In the first study, Helen Jenkins from Imperial College London et al, examined the implications of the circulating vaccine-derived poliovirus (cVDPV) in Nigeria. The study reaffirms that cVDPVs can regain transmissibility and pathogenicity that is similar to that of wild polioviruses. For the pre-eradication era, this supports the 2007 recommendation of the Advisory Committee on Poliomyelitis Eradication that cVDPVs be responded to in the same manner as wild poliovirus outbreaks. For the post-eradication era, this study reinforces the importance of solid planning for the management of long-term poliovirus risks – especially cVDPVs – in particular the eventual cessation of oral polio vaccine use in routine immunization programmes.

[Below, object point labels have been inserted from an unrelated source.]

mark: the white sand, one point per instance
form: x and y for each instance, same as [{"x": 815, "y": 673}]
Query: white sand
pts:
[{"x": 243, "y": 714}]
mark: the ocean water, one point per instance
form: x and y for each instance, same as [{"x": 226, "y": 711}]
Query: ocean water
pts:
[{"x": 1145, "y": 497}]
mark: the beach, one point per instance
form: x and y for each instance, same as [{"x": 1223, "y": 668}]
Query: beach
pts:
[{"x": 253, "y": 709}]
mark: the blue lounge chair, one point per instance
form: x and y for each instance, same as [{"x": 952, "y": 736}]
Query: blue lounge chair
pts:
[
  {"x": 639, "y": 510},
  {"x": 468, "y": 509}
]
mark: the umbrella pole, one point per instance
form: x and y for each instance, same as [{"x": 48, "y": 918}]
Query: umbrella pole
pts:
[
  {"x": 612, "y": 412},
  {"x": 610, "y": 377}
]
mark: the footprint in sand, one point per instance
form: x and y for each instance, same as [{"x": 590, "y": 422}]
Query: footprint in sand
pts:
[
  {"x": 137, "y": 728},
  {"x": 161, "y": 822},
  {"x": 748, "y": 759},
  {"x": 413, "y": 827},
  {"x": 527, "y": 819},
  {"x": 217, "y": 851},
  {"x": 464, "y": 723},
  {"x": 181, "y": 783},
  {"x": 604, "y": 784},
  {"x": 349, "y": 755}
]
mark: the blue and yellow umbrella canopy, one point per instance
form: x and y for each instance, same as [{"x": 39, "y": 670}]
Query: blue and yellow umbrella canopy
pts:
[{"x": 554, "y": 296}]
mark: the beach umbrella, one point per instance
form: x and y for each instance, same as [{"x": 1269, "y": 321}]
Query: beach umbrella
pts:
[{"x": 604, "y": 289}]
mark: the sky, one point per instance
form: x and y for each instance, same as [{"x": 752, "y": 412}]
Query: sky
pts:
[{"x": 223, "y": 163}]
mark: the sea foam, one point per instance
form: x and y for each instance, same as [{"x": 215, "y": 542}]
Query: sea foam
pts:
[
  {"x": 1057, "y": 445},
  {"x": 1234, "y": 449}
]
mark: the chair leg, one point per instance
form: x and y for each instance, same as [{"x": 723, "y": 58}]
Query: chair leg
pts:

The second study, by Dr Ali Jafer Mohammed from the Ministry of Health in Oman, et al, presents the results of a clinical trial on fractional doses of inactivated polio vaccine (IPV) in Oman. The trial compared seroconversion rates with fractional IPV doses (1/5th of a full dose) to whole dose IPV in infants to evaluate this potential strategy for making the vaccine more affordable for use in low- and low-middle income countries if needed. The data found that in that setting, fractional doses of IPV administered intradermally at 2, 4 and 6 months, as compared with full doses of IPV given intramuscularly in the same schedule, achieve similar seroconversion rates, though with lower antibody titers. Together with our partners, the Global Polio Eradication Initiative is pursuing its work on evaluating a variety of approaches to achieve affordable IPV options for the post-OPV era.
The need to effectively manage cVDPVs both in the pre- and post-eradication eras, and the importance of pursuing strategies to reduce the cost of IPV for the post-eradication era, were underscored in the accompanying editorial ‘The bumpy road to polio eradication’, by Dr John F Modlin.